The angry bloke went for Luke. Doreen quivered. Round came the banner in an attempt to knock Luke’s head off. He caught hold of the banner itself, and applied a violent jerk. The striker lost his hold, and Luke chucked the pole and banner at the man.

‘Sod yer!’ bawled the striker.

‘Watch your mouth,’ said Luke, ‘I’ve got a lady with me.’

‘Sod ’er too!’

‘Oh, yer ruddy ’ooligan!’ yelled a woman from among people on the pavement.

‘Starvin’ our kids, that’s what you’re doin’!’ shouted another woman.

‘Bleedin’ fried eggs,’ bawled the striker, ‘I got kids of me own, ain’t I?’

‘Well, they ain’t got much of a dad!’

The mêlée around the tram increased in violence. The copper aboard was blowing his whistle.

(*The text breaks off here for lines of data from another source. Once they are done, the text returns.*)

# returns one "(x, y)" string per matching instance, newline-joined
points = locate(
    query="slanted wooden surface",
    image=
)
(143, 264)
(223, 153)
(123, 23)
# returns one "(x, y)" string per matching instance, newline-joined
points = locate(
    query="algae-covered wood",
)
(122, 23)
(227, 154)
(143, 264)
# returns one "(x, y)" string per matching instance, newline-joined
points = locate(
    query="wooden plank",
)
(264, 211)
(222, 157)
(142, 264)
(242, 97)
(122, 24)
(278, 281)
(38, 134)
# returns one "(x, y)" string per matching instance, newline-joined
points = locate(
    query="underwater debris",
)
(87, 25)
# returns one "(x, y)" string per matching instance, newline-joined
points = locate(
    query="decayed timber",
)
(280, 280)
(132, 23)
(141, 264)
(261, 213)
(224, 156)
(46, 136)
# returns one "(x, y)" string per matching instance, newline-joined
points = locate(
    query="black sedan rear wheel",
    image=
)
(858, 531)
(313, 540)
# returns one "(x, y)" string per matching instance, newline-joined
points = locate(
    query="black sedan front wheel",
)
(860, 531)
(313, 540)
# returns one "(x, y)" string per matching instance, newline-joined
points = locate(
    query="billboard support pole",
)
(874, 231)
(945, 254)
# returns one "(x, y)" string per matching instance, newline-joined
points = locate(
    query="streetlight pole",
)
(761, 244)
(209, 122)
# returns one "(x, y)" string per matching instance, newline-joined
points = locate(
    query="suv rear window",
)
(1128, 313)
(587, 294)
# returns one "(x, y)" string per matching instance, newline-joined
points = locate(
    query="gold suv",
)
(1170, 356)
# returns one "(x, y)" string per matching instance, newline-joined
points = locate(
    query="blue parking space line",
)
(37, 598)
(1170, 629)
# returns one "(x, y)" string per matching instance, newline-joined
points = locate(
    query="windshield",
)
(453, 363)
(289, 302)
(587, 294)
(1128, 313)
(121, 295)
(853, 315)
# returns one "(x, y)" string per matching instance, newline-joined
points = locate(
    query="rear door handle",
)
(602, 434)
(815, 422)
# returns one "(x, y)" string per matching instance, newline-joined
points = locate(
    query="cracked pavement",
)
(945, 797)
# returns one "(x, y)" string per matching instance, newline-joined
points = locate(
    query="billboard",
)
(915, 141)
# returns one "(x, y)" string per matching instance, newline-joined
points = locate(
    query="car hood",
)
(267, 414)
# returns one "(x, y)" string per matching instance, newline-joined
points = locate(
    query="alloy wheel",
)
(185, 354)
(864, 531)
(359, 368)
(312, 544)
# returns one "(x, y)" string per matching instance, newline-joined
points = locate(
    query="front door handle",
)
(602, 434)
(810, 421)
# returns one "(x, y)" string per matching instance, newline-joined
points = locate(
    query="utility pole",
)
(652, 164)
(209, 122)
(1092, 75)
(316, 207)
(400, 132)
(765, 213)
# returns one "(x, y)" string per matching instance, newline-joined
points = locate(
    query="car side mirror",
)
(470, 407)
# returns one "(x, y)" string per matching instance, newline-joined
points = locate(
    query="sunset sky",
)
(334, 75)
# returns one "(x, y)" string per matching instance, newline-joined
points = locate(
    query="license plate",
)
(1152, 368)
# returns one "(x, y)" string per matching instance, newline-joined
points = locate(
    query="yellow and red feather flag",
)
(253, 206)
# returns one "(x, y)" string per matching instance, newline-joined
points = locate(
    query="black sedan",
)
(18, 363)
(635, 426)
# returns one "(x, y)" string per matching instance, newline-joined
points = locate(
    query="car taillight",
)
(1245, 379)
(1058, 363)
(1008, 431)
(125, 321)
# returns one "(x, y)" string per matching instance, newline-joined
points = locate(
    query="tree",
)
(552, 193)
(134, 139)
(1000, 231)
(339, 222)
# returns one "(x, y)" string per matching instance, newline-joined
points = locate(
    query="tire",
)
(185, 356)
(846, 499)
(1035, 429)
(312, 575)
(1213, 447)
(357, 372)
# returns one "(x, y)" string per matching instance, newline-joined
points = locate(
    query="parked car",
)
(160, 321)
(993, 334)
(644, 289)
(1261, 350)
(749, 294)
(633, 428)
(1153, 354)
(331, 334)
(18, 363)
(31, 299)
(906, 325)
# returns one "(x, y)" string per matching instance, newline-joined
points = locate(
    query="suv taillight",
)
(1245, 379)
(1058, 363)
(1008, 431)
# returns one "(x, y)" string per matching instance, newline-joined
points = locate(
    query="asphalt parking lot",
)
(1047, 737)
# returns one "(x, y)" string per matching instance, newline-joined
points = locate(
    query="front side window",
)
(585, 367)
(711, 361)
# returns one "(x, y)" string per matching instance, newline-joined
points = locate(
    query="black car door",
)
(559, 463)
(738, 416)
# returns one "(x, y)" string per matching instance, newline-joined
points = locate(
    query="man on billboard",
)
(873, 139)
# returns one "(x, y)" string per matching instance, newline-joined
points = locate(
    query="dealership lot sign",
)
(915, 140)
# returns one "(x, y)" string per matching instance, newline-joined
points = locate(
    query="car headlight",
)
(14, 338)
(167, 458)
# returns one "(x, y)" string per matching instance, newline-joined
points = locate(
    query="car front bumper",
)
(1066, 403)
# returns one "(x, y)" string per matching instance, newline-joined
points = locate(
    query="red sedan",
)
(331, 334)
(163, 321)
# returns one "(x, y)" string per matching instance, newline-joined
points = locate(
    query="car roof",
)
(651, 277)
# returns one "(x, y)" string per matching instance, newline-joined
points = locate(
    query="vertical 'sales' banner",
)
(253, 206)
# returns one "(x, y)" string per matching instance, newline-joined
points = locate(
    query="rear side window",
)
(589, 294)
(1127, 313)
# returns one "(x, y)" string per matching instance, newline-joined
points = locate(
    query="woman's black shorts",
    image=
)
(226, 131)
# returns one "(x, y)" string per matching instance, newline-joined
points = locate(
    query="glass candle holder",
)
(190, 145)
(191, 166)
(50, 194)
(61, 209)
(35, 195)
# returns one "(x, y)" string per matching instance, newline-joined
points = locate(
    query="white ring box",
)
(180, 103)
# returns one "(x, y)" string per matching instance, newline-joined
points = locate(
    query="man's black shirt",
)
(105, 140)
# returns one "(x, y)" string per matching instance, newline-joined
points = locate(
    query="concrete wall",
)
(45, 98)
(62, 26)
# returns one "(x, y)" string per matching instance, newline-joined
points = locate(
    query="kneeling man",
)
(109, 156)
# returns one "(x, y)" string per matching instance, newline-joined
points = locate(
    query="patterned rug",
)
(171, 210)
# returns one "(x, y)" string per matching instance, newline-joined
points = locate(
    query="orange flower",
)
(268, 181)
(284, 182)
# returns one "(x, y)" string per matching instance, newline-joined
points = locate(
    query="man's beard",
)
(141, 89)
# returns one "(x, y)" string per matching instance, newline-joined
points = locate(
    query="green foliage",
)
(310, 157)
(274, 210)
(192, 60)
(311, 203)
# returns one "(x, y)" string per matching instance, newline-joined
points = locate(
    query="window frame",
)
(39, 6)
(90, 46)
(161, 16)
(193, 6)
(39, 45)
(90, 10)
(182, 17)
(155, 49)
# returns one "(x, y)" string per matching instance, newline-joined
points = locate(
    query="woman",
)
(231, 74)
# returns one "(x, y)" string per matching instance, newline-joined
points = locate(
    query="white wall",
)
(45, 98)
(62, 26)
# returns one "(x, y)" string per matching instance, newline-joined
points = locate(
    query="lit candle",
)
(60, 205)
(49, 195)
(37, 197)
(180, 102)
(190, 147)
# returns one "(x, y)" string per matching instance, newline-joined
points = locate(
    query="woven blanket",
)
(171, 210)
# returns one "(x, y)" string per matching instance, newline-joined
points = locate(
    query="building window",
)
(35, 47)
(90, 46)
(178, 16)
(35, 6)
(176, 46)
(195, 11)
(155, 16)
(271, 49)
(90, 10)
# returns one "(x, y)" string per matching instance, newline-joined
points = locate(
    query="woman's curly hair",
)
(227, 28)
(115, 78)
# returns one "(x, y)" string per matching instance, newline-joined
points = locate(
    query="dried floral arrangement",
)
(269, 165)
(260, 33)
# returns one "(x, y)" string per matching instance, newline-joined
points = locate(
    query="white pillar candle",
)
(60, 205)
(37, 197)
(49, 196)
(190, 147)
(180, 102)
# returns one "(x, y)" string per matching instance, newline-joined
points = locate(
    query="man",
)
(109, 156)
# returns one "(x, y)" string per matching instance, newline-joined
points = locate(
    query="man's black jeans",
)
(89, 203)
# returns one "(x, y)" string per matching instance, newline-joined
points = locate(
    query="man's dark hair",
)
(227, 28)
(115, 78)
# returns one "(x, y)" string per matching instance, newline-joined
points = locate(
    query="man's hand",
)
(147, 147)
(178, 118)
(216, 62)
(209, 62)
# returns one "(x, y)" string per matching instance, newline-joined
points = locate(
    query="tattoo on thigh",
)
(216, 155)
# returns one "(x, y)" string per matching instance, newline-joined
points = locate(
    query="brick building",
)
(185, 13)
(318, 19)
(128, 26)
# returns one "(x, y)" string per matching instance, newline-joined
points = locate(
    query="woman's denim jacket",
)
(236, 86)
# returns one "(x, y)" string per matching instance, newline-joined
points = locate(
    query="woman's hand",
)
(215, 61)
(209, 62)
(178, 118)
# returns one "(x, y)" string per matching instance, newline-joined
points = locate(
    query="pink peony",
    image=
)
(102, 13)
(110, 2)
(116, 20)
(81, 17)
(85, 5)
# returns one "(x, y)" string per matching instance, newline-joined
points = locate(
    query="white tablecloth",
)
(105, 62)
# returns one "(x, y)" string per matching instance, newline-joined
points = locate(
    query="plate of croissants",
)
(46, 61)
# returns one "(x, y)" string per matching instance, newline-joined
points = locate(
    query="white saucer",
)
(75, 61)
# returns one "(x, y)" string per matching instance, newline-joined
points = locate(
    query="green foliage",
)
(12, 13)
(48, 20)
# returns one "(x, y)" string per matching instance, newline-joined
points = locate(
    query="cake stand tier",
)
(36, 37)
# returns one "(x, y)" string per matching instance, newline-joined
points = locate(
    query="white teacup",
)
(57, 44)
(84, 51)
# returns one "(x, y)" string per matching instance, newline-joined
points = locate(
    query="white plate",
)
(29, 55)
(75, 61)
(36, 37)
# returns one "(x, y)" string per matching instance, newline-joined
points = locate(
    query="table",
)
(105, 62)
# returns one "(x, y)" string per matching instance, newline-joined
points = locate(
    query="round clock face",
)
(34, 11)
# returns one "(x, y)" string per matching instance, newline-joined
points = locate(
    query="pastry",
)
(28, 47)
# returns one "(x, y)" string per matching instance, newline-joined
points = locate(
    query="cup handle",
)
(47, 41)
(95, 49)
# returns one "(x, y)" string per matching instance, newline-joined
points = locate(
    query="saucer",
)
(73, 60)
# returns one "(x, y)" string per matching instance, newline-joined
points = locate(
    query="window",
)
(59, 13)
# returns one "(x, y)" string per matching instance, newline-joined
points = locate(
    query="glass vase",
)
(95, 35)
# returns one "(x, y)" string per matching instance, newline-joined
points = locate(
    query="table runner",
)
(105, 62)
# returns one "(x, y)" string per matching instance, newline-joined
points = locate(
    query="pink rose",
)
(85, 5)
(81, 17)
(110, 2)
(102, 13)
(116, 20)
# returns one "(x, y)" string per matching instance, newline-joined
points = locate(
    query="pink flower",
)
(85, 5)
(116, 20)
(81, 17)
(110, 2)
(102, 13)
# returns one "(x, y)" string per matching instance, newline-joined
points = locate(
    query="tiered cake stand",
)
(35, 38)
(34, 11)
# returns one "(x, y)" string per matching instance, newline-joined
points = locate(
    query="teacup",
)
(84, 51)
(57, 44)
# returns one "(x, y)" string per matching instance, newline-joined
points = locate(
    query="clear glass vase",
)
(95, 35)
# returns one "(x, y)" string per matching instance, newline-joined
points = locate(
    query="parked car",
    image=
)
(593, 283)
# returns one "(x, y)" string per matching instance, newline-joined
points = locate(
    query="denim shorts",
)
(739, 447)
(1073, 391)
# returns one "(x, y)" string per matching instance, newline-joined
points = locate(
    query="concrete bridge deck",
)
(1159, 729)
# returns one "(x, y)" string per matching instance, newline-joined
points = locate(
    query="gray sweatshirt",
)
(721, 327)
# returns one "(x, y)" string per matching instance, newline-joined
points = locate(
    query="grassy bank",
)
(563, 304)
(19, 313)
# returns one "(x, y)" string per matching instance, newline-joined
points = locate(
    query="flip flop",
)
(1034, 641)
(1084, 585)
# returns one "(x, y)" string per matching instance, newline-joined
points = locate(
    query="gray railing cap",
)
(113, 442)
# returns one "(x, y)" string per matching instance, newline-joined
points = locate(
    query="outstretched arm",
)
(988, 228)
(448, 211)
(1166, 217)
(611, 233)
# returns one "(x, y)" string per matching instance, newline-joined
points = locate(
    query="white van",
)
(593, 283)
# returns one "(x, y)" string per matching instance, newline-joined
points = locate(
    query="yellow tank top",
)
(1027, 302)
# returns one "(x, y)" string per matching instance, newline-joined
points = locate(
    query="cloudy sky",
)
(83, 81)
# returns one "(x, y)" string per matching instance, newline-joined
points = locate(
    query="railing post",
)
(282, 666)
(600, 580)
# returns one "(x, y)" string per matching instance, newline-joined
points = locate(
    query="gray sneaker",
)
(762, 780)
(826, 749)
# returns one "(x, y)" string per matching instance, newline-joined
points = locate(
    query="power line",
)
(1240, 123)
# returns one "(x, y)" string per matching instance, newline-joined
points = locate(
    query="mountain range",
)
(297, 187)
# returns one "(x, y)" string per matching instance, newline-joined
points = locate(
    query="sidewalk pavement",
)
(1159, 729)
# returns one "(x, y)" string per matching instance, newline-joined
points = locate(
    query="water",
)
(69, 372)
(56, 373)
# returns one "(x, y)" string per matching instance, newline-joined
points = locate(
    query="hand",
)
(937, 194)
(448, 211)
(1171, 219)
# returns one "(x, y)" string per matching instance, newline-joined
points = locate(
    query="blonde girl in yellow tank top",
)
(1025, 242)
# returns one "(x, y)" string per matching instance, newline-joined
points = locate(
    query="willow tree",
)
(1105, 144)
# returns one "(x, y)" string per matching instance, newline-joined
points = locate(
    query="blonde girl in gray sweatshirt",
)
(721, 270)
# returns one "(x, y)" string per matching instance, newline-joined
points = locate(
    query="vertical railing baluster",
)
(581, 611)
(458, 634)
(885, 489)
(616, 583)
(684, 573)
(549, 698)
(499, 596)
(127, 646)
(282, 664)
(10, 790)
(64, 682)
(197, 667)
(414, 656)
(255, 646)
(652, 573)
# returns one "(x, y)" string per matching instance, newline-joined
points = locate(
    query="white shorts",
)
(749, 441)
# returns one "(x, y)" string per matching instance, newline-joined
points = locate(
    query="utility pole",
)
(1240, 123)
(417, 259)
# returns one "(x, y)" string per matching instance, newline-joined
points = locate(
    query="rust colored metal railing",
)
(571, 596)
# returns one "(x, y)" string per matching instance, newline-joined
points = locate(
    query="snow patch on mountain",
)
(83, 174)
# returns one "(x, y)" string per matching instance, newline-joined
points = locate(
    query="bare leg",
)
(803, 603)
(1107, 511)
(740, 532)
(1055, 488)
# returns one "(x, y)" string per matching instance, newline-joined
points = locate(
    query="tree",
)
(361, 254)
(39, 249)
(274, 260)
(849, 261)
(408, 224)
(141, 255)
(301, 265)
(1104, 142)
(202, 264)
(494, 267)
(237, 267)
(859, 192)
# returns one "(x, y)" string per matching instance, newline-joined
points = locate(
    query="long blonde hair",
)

‘Come on, mate,’ said an old bloke on the pavement, beckoning to Luke. A gap appeared, Luke wheeled his bike on to the pavement and through the crowd of bystanders, Doreen following. Luke took his bike back on the road, Doreen perched herself on the carrier again, and away they went, along the Walworth Road.

‘All right, Lady Vi?’

‘I’m not Lady Vi, you daft ha’porth,’ said Doreen, legs hanging clear of the back wheel. ‘Crikey, I thought that striker was goin’ to knock you under a bus.’

‘I think he thought I was his dog’s dinner,’ said Luke. ‘Legs still all right?’